L’artiste en magicien

 

L’œuvre d’art comme copie de la réalité

C’est la comparaison avec la réalité qui permet d’établir la réussite de l’œuvre d’art :

L’artiste (surtout le jeune artiste) capable de représenter exactement le réel prouve ainsi son talent (des raisins peints par Zeuxis sont picorés par des hirondelles rapporte Pline avec admiration).

L’artiste peut créer des sculptures dotées d’une mobilité mécanique (pouvoir prêté à Dédale, artiste mythique)

Mais l’artiste peut être mal vu en ce qu’il peut être perçu comme un simple imitateur de la nature (qu’on ne peut tenir en haute estime). Il doit travailler à s’écarter du réel en le sublimant. C’est cette conception platonicienne des idées qui triomphe à la Renaissance. En améliorant son sujet, l’artiste se place en égal de Dieu.

La magie de l’image

L’œuvre d’art est vivante (c’est une équation courante de la pensée magique). Elle se substitue à l’absent ou permet de conserver vivante la mémoire du mort.

On peut se servir d’une effigie pour faire du mal à quelqu’un. L’idée inverse coexiste : le mal qu’on fait à quelqu’un peut marquer son portrait (Dorian Gray)

Ces superstitions sont bien établies ([voir le sentiment très pénible que nous éprouverions à déchirer la photographie d’un proche juste disparu - commentaire HP] ). « La croyance en l’identité du modèle et de sa représentation, que le philosophe français Charles Lalo désigna pertinemment comme la première théorie esthétique de l’humanité, ne semble pas seulement associée aux débuts de l’art figuratif, mais se retrouve aussi dans les légendes ayant trait à l’origine de l’art en général  » (p110). Dessiner l’ombre de quelqu’un comme traditionnellement posséder un morceau de son corps – ou ses rognures – accorde un pouvoir sur le sujet.

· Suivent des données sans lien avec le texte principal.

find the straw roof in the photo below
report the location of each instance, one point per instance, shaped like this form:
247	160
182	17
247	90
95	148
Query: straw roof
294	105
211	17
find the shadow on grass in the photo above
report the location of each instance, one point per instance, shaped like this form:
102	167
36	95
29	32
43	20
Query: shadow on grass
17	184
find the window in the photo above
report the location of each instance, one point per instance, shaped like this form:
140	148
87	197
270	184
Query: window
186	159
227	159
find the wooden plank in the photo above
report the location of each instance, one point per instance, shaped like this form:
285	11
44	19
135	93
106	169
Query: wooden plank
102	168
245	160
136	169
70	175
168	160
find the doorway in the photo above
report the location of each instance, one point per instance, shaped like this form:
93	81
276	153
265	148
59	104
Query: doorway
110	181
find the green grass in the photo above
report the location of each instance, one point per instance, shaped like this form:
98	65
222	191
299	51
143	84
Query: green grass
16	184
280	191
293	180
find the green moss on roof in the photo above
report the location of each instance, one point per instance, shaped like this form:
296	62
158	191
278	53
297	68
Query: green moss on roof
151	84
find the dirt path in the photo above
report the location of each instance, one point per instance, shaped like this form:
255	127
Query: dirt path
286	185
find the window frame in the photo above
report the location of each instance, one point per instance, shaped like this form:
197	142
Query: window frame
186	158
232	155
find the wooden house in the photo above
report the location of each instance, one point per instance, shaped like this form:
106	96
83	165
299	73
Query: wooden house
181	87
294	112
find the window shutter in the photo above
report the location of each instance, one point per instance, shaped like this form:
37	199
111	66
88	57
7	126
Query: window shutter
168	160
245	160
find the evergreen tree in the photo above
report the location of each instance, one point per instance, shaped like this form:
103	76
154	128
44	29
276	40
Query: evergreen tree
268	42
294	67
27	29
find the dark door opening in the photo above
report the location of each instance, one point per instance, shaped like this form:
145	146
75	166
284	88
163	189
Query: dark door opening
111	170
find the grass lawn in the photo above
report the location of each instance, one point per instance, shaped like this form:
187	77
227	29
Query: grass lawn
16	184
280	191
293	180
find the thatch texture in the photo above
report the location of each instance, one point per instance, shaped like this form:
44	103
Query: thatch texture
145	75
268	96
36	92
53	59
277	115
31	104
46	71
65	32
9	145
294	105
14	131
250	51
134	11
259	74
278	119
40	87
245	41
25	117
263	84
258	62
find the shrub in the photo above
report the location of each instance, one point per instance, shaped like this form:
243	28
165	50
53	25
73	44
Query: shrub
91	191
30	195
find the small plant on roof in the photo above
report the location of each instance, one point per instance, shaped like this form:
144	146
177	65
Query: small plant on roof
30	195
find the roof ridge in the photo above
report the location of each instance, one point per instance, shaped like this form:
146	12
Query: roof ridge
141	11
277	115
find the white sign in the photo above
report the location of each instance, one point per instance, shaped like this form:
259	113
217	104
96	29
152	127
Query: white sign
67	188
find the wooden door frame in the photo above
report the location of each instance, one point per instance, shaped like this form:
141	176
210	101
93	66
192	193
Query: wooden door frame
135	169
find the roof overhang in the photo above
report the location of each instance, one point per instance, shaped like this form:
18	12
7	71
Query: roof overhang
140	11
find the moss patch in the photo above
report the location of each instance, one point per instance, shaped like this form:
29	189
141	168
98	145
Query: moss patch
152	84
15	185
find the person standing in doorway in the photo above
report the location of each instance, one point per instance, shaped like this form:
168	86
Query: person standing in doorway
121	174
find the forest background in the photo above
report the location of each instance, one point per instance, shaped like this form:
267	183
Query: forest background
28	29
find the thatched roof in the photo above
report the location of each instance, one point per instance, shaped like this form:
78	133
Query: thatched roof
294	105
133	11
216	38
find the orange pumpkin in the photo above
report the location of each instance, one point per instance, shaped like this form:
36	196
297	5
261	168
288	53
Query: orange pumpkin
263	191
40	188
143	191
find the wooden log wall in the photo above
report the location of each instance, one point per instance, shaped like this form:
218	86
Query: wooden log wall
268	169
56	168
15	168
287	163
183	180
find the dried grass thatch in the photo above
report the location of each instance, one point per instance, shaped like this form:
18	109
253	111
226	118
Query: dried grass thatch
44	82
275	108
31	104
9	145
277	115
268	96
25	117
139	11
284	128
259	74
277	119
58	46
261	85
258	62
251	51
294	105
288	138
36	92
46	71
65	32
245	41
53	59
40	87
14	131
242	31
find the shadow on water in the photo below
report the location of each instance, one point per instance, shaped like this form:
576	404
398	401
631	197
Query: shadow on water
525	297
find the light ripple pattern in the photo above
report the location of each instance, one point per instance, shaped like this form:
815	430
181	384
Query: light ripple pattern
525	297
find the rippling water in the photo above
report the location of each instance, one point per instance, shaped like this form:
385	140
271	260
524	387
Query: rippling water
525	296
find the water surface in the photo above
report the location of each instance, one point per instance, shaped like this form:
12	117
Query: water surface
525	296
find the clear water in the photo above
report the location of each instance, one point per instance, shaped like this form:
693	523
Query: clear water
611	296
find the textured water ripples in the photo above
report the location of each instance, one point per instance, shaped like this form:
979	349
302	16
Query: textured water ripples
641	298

« La question de savoir ce qui engendre cette pensée magique, et ce rapport à l’effigie en particulier, a été souvent discutée sous bien des aspects. Résumons, en termes aussi généraux que possible, et avec prudence, ce que l’on peut en conclure. En certaines circonstances, l’homme est enclin à faire une équation entre l’image et son modèle. Ce processus est plus répandu chez les peuples primitifs que chez ceux qui ont atteint un certain niveau de civilisation, bien que dans nos cultures, cette tendance réapparaisse avec force dans le cas de maladies mentales ou dans des situations chargées d’une intense valeur affective. Cette croyance affecte plus souvent les foules que les individus, les enfants que les adultes même si, là encore, des émotions puissantes peuvent la réactiver.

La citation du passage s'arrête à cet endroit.